North-Central Section - 47th Annual Meeting (2-3 May 2013)

Paper No. 3
Presentation Time: 8:40 AM

DO THE ICE MARGIN CHANGES OF THE LAURENTIDE GREAT LAKE LOBES MATCH THE GREENLAND ISOTOPE RECORD?


LOWELL, Thomas V., Department of Geology, University of Cincinnati, Cincinnati, OH 45221, thomas.lowell@uc.edu

The Greenland Ice Cores have long been held as a reference for climate change during the late Pleistocene. The isotopes from multiple cores now provide a detailed record that many paleoclimate records have been compared to. Glaciers are taken as being most responsive to temperatures during the summer ablation season. Oerlemans (2005) has show that a global network of small glaciers can provide a temperature record over the last two hundred years that matches the global temperature derived from instrumented records.
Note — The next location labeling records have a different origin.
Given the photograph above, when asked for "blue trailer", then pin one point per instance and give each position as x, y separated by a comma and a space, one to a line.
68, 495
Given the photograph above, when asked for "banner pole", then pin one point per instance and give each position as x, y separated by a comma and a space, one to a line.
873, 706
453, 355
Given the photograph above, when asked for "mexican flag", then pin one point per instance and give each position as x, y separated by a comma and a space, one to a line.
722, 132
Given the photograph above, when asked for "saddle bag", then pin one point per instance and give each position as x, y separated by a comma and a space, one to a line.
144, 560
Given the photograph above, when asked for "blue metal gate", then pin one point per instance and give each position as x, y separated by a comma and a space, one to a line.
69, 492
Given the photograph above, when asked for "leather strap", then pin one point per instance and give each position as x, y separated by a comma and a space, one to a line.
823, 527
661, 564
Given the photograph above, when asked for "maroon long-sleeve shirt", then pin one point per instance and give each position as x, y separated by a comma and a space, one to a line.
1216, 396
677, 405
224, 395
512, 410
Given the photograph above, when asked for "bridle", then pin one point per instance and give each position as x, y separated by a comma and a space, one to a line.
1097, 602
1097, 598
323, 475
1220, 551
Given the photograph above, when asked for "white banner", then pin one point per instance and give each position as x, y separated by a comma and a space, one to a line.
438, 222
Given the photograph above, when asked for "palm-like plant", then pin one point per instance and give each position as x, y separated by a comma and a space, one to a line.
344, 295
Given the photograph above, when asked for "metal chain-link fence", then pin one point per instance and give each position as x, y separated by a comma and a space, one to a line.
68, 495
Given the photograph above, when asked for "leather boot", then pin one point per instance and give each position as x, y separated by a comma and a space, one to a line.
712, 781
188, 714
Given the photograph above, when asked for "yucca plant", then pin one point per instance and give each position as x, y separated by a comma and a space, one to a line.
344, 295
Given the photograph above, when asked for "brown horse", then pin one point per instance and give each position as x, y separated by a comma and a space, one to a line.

It would be informative to ask if the margins of ice sheets match the reference for climate change. The lobes of the Laurentide ice sheet that occupied the Great Lakes are examined here in that context.

For the last glacial maximum records show that the ice sheet was south of the Great Lakes by 27.2 ka cal and continued to reach its maximum at 24.0 ka cal and started to retreat as early as 21.7 ka cal with major retreat underway by 17.0 ka cal. Superposed on this general pattern were advances at 24.0, 24.0, 22.2 and 21.2 ka cal. With the exception of a warm interstadial at 27.5 and 23.5 ka cal, the ice core is nearly linear during this time. In other words examination of the ice core alone would not suggest the growth, decay pattern, nor major advances of the ice sheet margin.

Possible explanations for this disconnect are 1) the ice core record does not represent the climate of the Great Lakes region; 2) the concept of seasonality, whereby the ice core records mean annual, not summer temperatures; 3) the dynamics of ice sheets are not driven by climate changes. Given that the above record was derived from and is consistent with both the Lake Michigan and Lake Erie lobes option 3 seems unlikely. This comparison can not distinguish between options 1 and 2.